Spectroscopic properties of chlorophylls and their derivatives. Influence of molecular structure on the electronic state

Abstract

The spectroscopic properties of chlorophylls (MgChl a and H 2Chl a), metallochlorophyll a and b (MgChl a and b, M  Ni, Cu and Zn), zinc(II) pyromethylpheophoribide a (ZnPMP a) and zinc(II) chlorin e 6 trimethyl ester (ZnChl e 6 TME) were studied by circular dichroism (CD), magnetic circular dichroism (MCD), X-ray photoelectron spectroscopy (XPS) and cyclic voltammetry (CV).
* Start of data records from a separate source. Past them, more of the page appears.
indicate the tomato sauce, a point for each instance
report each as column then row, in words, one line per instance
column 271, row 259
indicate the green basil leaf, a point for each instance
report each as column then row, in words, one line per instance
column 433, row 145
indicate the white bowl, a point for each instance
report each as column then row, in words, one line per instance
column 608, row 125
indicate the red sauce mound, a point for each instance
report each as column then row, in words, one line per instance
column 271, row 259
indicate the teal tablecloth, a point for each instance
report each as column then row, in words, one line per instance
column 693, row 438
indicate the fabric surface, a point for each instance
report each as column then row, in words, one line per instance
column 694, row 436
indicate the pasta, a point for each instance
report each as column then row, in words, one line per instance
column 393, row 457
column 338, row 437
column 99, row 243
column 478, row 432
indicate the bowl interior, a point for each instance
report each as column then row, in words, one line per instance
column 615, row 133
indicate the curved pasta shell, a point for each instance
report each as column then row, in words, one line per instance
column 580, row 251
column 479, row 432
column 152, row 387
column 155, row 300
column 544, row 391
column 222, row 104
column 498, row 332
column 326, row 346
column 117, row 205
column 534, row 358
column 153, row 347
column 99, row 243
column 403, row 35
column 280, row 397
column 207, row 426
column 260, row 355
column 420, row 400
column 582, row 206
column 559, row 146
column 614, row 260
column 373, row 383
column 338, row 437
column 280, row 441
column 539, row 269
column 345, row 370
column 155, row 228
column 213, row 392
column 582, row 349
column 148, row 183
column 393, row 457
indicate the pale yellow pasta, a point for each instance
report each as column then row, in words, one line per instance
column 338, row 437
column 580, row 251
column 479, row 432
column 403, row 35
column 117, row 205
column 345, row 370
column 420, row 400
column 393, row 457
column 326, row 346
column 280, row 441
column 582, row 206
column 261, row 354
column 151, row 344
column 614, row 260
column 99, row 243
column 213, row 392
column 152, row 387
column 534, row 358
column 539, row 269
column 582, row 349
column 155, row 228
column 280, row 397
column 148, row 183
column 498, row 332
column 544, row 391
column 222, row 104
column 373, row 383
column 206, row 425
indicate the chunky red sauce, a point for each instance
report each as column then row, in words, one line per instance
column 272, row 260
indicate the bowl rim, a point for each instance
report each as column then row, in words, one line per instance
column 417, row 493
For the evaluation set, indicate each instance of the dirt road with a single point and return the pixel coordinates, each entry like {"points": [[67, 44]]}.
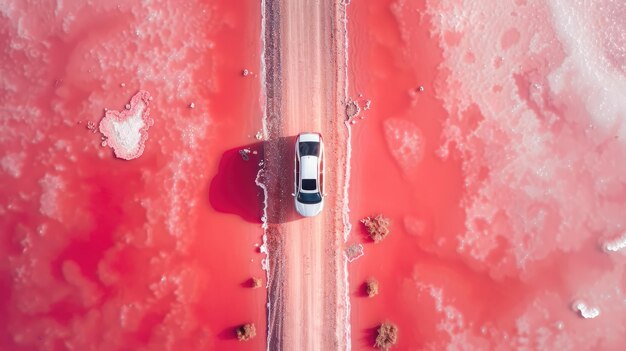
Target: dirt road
{"points": [[304, 60]]}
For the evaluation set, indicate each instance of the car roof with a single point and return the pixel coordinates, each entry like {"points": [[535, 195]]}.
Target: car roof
{"points": [[309, 137], [308, 167]]}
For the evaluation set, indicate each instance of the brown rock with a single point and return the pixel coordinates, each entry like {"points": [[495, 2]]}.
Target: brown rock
{"points": [[387, 336], [377, 227], [371, 287], [246, 332]]}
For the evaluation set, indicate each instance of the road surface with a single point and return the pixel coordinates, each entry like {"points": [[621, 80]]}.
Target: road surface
{"points": [[305, 88]]}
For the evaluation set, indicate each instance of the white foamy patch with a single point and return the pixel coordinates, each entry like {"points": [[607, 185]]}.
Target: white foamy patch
{"points": [[616, 244], [127, 131], [347, 226], [13, 163], [535, 118], [453, 321], [405, 142], [258, 180], [584, 310], [51, 186], [586, 71]]}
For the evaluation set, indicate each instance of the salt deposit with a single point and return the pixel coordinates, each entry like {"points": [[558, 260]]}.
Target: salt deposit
{"points": [[405, 142], [127, 131]]}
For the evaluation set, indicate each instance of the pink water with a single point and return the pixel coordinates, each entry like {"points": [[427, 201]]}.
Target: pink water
{"points": [[503, 176], [100, 253]]}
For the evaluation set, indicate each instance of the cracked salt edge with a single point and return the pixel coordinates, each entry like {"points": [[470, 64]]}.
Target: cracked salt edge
{"points": [[260, 173], [346, 208]]}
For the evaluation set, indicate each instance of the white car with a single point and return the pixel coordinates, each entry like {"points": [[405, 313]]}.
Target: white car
{"points": [[309, 174]]}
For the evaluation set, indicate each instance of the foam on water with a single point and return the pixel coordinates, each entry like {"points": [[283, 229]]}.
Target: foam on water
{"points": [[553, 117], [127, 131], [405, 142], [534, 94]]}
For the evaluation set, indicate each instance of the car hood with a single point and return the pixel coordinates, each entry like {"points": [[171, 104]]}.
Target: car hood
{"points": [[309, 210]]}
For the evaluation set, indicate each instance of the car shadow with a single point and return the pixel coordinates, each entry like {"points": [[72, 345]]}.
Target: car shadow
{"points": [[234, 190]]}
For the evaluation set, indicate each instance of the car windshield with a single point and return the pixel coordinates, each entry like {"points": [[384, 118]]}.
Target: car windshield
{"points": [[309, 198], [309, 148], [308, 184]]}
The electronic absorption spectra were assigned in terms of the spectral analysis of CD and MCD. The absorption maximum of the Q y band varied linearly with the electronegativity of the central metal M and the energy level of the macrocyclic π orbitals in MChl a. The semiempirical MO calculation demonstrated that the deviation of H 2Chl a from the general trend is induced by rising of the energy levels of next HOMO and second next HOMO in H 2Chl a. A comparison of the UVVIS and MCD spectral data in zinc(II) chlorophylls revealed that the substituents on the pyrrole β position and the ring V govern the position of the Q and B bands. The spectroscopic behavior was explained on the basis of the energy level of the macrocyclic π orbitals calculated by the conventional MO method.